At mid-season and late in the regular year, I got my first peek at Bishop Miege’s Tim Grunhard, Olathe North’s Pete Flood, and a second look – though the first one had been seven years earlier – at Shawnee Mission East’s courageous Chip Sherman.
Grunny had a surprisingly calm sideline demeanor, and let his talented offensive and defensive coordinators do their jobs. But there was no doubt as to who was in charge. Flood, who would resign at season’s end, also impressed me with his character in the face of adversity – as I saw him in two defeats. But it was Sherman, coaching while battling cancer – and on his team’s senior night, no less – who made me realize how lucky I was to be part of the lives of so many kids…and simply to have good health.
When I charged into the postseason, covering 11 games in just 25 days – and a remarkable five in a seven-day span – it felt as if I was again a coach, burning the midnight oil, grinding.
The postseason brought out the best in the teams, and coaches, I was privileged to cover. Included in that group were Lawrence’s Dirk Wedd – a friend for over 20 years, from our days as youth baseball coaches – and Blue Valley quarterback coach Paul Brown, my first “boss” in the metro. He was the Basehor-Linwood head coach at that time, and I became his receiver coach and confidant in the face of a tough two years.
Seeing the delight of both men in seeing me was humbling, to say the least. I haven’t been a constant presence in the life of either man, but both treated me like we’d just seen each other the week before. That, folks, is just one indication of the magic which is high school athletics. Friendships last. Love endures. It’s like nothing else I’ve experienced.
My best postseason memories, however, involve Louisburg’s Griffin and Blue Valley head coach Eric Driskell.

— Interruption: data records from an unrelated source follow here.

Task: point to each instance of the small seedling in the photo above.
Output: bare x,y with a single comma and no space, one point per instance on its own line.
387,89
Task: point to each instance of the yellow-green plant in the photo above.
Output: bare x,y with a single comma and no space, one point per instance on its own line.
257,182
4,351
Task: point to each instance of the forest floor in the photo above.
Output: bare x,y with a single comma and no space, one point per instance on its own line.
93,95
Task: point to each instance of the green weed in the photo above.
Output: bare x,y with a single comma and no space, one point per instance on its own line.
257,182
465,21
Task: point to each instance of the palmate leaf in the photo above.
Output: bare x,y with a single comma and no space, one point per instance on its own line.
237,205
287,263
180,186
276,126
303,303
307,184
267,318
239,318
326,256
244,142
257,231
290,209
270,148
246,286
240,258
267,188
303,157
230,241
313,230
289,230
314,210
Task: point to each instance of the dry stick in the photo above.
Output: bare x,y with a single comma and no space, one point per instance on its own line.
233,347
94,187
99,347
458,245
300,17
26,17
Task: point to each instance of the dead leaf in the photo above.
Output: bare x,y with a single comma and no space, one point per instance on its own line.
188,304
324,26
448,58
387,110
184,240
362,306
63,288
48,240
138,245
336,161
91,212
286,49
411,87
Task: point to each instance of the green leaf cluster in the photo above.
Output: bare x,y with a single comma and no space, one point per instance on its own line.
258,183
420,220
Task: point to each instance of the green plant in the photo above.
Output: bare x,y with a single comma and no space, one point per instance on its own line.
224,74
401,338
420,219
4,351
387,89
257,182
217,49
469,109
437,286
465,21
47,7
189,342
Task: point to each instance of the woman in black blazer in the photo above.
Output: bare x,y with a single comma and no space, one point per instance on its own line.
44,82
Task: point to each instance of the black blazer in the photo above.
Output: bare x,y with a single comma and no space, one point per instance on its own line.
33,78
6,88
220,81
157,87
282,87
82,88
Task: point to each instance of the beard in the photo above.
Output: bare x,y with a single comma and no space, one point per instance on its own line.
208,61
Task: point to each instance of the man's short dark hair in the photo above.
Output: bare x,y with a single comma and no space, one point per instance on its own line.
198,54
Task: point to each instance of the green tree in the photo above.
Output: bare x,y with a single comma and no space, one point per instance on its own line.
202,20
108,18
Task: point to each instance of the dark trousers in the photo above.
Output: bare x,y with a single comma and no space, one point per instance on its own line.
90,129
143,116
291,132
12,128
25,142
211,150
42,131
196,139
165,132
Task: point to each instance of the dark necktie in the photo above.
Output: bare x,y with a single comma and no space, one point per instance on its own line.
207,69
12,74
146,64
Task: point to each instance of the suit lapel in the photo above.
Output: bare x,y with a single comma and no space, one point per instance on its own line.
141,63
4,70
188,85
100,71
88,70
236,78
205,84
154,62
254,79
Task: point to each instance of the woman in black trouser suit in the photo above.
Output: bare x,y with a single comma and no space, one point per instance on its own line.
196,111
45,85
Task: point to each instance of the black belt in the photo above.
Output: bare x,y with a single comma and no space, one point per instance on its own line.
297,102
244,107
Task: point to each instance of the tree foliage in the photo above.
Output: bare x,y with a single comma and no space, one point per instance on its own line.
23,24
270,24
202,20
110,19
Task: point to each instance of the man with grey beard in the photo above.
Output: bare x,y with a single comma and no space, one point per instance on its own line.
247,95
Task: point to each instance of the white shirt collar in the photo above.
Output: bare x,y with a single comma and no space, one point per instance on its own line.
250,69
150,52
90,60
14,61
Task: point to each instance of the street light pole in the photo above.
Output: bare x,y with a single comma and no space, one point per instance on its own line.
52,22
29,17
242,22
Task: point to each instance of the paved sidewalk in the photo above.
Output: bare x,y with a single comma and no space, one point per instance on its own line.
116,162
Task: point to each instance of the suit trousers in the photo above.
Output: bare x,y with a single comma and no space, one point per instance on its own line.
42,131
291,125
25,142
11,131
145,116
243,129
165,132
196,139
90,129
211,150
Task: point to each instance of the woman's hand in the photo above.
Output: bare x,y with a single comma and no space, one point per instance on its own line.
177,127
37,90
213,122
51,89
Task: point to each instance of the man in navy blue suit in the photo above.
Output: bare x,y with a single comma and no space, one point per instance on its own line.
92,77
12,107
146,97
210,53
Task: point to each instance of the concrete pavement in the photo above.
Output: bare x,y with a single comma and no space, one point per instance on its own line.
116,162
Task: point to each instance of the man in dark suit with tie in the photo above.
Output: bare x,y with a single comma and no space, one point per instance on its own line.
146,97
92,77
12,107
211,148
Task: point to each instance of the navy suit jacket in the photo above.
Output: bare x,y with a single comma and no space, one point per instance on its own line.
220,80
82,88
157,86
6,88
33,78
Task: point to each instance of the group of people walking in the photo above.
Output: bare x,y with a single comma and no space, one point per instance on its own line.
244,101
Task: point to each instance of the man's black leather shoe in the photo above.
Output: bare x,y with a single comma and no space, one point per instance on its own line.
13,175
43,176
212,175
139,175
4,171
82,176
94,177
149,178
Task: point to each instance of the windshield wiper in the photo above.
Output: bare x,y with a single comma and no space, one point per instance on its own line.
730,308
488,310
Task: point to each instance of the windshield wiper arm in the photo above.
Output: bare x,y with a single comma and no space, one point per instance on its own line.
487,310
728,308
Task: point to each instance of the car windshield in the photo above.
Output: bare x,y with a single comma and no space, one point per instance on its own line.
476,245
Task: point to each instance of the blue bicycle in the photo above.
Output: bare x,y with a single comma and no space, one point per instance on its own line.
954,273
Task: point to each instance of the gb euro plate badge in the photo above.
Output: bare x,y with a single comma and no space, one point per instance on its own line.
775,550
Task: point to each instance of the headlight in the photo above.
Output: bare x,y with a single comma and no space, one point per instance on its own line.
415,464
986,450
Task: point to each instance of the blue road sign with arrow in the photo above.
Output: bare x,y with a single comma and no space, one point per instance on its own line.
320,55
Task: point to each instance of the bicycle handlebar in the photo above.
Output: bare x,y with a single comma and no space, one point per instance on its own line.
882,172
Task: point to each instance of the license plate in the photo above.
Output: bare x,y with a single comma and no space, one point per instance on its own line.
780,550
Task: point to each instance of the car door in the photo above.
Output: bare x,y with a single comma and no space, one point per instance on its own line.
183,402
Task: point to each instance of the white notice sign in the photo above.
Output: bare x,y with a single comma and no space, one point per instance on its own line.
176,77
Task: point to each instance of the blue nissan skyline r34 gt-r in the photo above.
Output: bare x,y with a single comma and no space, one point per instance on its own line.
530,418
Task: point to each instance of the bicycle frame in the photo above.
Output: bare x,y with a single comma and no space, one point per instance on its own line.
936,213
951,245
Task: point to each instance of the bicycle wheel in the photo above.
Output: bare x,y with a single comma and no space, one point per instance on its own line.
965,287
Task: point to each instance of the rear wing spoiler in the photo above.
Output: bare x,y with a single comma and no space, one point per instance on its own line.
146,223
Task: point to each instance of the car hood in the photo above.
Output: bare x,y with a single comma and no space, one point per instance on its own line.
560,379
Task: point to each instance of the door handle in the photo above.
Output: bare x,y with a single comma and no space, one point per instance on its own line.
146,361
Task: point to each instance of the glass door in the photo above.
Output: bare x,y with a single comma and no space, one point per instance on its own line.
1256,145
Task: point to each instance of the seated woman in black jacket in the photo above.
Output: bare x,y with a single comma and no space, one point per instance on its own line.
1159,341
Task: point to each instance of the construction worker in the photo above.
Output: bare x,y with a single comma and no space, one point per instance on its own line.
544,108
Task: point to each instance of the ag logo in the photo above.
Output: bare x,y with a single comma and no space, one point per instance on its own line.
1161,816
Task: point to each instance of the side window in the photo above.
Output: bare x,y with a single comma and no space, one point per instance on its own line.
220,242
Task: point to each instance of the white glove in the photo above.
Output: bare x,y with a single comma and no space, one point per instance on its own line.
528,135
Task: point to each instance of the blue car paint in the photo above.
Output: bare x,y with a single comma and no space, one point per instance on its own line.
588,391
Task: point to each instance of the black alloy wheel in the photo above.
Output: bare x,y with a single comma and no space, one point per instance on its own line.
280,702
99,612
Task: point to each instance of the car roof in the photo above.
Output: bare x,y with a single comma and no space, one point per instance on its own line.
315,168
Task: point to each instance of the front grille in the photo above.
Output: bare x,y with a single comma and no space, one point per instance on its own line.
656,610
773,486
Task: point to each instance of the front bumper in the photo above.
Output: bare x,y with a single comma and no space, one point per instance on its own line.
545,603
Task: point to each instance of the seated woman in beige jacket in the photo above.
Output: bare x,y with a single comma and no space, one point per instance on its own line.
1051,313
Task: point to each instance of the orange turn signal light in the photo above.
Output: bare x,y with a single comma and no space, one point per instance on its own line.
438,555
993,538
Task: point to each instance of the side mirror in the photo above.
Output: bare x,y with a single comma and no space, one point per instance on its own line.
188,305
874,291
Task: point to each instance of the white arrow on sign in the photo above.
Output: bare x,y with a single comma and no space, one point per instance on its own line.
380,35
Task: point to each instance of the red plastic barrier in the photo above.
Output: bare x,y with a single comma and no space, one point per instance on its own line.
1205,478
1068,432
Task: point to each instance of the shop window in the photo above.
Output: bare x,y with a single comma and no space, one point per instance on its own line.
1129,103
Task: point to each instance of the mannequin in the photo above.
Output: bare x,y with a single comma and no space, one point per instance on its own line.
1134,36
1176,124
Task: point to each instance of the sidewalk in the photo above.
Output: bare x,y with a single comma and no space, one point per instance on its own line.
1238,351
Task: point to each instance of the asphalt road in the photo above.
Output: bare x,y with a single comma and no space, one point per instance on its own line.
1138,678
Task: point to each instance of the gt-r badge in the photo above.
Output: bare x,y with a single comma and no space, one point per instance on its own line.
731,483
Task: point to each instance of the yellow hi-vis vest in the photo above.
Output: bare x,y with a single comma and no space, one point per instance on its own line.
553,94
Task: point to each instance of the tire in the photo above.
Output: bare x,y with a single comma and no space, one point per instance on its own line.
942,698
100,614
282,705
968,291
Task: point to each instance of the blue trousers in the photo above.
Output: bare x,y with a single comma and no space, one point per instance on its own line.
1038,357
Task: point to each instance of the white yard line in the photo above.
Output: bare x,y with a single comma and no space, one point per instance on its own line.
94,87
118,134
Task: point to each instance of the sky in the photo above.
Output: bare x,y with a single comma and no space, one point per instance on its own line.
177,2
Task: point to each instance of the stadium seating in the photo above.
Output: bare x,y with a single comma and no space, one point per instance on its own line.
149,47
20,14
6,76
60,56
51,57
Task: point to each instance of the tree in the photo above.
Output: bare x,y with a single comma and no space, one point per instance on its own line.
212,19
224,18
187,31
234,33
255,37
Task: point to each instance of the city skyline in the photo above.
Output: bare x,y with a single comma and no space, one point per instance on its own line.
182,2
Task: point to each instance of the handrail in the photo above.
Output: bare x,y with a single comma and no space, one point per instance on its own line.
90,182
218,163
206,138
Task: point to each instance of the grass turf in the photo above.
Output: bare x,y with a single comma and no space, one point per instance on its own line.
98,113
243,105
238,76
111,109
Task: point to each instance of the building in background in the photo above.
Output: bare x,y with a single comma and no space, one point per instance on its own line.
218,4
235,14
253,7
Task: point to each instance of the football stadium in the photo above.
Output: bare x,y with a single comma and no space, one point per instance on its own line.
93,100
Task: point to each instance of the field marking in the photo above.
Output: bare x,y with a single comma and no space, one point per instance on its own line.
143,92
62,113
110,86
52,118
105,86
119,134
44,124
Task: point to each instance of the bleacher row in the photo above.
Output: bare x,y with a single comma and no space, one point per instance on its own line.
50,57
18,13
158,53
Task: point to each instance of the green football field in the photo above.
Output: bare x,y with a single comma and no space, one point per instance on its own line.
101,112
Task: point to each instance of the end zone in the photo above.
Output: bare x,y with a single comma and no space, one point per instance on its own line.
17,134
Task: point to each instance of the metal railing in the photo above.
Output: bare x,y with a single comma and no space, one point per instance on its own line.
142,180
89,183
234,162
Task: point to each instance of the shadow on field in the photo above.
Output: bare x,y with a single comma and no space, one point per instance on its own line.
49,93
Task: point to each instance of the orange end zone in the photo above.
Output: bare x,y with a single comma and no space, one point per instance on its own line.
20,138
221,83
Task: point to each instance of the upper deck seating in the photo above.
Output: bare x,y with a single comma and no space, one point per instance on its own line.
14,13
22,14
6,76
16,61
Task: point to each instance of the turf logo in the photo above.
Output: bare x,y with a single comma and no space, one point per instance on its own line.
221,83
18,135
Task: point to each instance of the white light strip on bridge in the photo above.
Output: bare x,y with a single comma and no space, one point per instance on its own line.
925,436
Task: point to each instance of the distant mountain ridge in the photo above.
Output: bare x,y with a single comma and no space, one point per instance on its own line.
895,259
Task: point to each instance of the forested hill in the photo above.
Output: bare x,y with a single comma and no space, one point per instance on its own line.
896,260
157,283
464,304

Griffin is one of the most down-to-earth men I’ve had the pleasure of meeting. I saw the first and last games of the Wildcat season – both defeats. The first defeat was tough, as it snapped a long winning streak for the 2010 Class 4A Kansas champs. The second defeat was tougher, as it ended Griffin’s days as coach of his son, Garrett.
Simple words can’t describe the love I saw those two men show for one another that night. Garrett had given his all for his team, his school, his small town…and his dad. And now, it was over. Finished. Through.
tears flowed, and rightfully so. And while witnessing all of this, while standing between the two on the field, I missed coaching like I had at no other time this fall. It may not be at the high school level, but I will coach football again. Next fall. For sure. That type of emotion has been missing in my life, and I want it back…and football is the only thing that can provide it.
Watching Driskell coach his team in three different games cemented that decision. Here’s a guy I knew only from a chance meeting at a coaching clinic shortly after he had taken over the job from Steve Rampy. He was the guy who had edged out Paul Brown, my friend, for that job.
I can now see why the Blue Valley brass was so enamored with him. Driskell is integrity, aggressiveness, character, toughness and heart all rolled into one very impressive coach…and man.
My postgame interviews with him were like talks with a long-lost friend. He was quiet, yet always brutally honest. And he wears his emotions on his sleeve – and his love for his players and fellow coaches is always out front.
In other words, he’s just the kind of coach I want to be when I return next fall – maybe to a CYO sideline near you.
When I get there, I’ll have a little bit of a lot of great men inside me. And for that, I have PrepsKC to thank. Even if it did mean having to be in a stinkin’ press box on Friday nights in the fall.